Glawischnig fand Kliens Frage gar nicht lustig, das erscheint heute in einem ganz anderen Licht. Denn wenn der Schmusebericht der Ex-Politikerin den Tatsachen entspricht – Kickl hat sich dazu noch nicht geäußert, warten wir ab, was sich die blauen Kommunikations-Masterminds überlegen –, dann stellt sich eine ganz andere, viel heiklere Frage, die Armin Wolf in der "Zeit im Bild 2" stellte: "Was wäre passiert, hätte sie damals Nein gesagt?"

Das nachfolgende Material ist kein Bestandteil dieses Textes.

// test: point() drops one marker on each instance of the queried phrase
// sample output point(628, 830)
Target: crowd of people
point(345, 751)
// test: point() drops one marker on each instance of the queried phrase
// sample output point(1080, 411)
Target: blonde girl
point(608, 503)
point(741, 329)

Was Glawischnig aber ernsthafter beschäftigen könnte, ist ein anderer Fall des Schmetterlingseffekts. Mitte August im Jahr 2023, es herrscht Sommerloch – und die Meldung über den Kickl-Kuss rauscht durch alle Medien, sogar die seriösesten. Hätte Glawischnig auf Kliens Frage im Jahr 2016 schlicht geantwortet: "Ich habe ihn eh einmal geküsst, beim Flaschendrehen mit 14", wäre die Nachricht an diesem historischen Wahlabend eine skurrile Randnotiz geworden. Kleiner Flügelschlag, große Wirkung. (Sebastian Fellner, 10.8.2023)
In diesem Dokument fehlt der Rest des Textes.